Flying taxis may sound like a futuristic fantasy, but one company called Beta Technologies is attempting to show the public — and, more importantly, federal regulators — that they are actually going to become a viable reality.
In the latest step forward for the Vermont-based company, Beta has opened a new 200,000-square-foot plant at Vermont's Burlington International Airport. The space is intended to be able to manufacture 300 electric helicopters, known more specifically as electric vertical takeoff and landing (eVTOL) aircrafts, per year.
Beta, along with competitors like Joby Aviation and Archer Aviation, must obtain approval for commercial passenger operations.
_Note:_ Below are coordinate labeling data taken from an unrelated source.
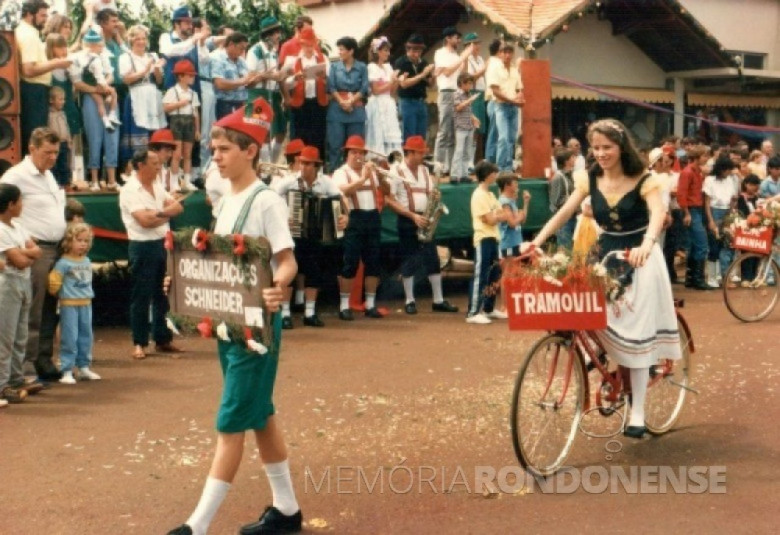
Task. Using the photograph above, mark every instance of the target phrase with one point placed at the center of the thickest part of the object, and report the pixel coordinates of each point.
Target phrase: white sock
(214, 491)
(438, 295)
(281, 487)
(409, 289)
(639, 380)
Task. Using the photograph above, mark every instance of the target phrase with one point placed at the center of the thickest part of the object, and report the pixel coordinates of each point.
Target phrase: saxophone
(434, 209)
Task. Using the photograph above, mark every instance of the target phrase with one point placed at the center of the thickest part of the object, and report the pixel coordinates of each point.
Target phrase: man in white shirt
(447, 65)
(146, 210)
(44, 218)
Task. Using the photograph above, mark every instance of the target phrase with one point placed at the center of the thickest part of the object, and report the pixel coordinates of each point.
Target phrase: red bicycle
(552, 394)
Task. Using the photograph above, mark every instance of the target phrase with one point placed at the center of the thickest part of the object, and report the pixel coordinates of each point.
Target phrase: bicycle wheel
(666, 392)
(750, 287)
(547, 405)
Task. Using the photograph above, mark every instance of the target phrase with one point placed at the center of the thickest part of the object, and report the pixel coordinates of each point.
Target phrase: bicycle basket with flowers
(558, 292)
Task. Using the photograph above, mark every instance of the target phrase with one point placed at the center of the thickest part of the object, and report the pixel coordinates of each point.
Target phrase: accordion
(313, 217)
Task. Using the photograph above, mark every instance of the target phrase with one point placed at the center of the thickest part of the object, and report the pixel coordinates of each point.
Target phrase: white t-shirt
(176, 93)
(43, 215)
(132, 198)
(444, 57)
(267, 218)
(720, 192)
(13, 237)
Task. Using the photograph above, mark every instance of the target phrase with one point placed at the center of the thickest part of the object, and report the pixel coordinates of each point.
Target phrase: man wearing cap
(364, 191)
(413, 88)
(476, 67)
(252, 209)
(231, 77)
(409, 199)
(181, 43)
(308, 251)
(448, 64)
(35, 69)
(263, 59)
(505, 88)
(146, 210)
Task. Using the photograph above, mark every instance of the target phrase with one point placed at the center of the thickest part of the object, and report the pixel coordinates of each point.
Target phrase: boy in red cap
(250, 208)
(181, 104)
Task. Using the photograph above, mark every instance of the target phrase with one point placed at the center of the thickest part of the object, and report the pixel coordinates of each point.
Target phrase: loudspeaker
(9, 74)
(10, 142)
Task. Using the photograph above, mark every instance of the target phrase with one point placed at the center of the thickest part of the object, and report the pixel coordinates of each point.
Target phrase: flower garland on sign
(244, 250)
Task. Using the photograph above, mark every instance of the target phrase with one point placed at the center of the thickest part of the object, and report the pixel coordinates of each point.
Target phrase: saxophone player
(409, 199)
(364, 190)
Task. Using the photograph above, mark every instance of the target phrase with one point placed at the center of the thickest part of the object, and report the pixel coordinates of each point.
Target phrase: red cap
(295, 146)
(310, 154)
(307, 36)
(355, 142)
(416, 143)
(184, 66)
(162, 137)
(255, 124)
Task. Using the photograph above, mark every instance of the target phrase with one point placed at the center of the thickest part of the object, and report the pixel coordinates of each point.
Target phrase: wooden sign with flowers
(216, 286)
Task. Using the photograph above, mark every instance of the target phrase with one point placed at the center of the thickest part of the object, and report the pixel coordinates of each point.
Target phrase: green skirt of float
(249, 377)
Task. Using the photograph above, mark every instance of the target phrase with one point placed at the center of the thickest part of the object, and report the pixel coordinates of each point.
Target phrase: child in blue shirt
(71, 281)
(510, 232)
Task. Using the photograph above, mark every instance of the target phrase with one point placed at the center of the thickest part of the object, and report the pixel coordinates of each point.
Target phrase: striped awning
(568, 92)
(724, 100)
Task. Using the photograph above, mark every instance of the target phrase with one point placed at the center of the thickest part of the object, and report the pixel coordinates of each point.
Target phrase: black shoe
(313, 321)
(444, 306)
(373, 313)
(274, 522)
(635, 431)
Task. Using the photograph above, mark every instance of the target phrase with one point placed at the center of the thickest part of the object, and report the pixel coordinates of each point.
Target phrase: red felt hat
(184, 66)
(307, 35)
(310, 154)
(255, 122)
(416, 143)
(355, 142)
(295, 146)
(162, 137)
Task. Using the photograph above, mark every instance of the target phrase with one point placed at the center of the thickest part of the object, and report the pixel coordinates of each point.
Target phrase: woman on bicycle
(627, 205)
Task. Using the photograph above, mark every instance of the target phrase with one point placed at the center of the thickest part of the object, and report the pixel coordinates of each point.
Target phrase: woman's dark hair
(347, 42)
(484, 169)
(8, 193)
(722, 165)
(616, 132)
According to a recent timeline laid out by the Federal Aviation Administration, these companies could begin serving customers by 2028.
In the meantime, all three companies are attempting to make money via contracting with the U.S. military, which does not carry the same burden of regulatory approval. Beta has also received orders from UPS and from Blade Urban Air Mobility, a short-hop company that flies customers from Manhattan to the Hamptons.
The other two competitors have gotten investments from Delta and United, signaling that regulatory approval may be something of a foregone conclusion.
While the initial upfront cost of these eVTOLs will likely make their services available only to the uber-wealthy, the companies envision a range of future services that their products will provide — notably, easier trips from metropolitan areas to airports.
And most importantly, since the flying taxis run on electricity, they produce no planet-overheating pollution while in operation, making them significantly less harmful to the planet than all currently approved forms of air travel — especially gas-powered helicopters, which likely cause more environmental damage per passenger than any form of transportation ever invented.
According to The New York Times, the Airbus AS350, one popular type of passenger helicopter, produces 950 pounds of CO2 per hour. A standard gas-powered passenger car, for comparison, produces 22 pounds per hour.
"People want electric aviation so bad that they're willing to invest what I would consider R&D dollars at an operational level to deploy an experiment with these things," Axios quoted Kyle Clark, the CEO of Beta Technologies, saying.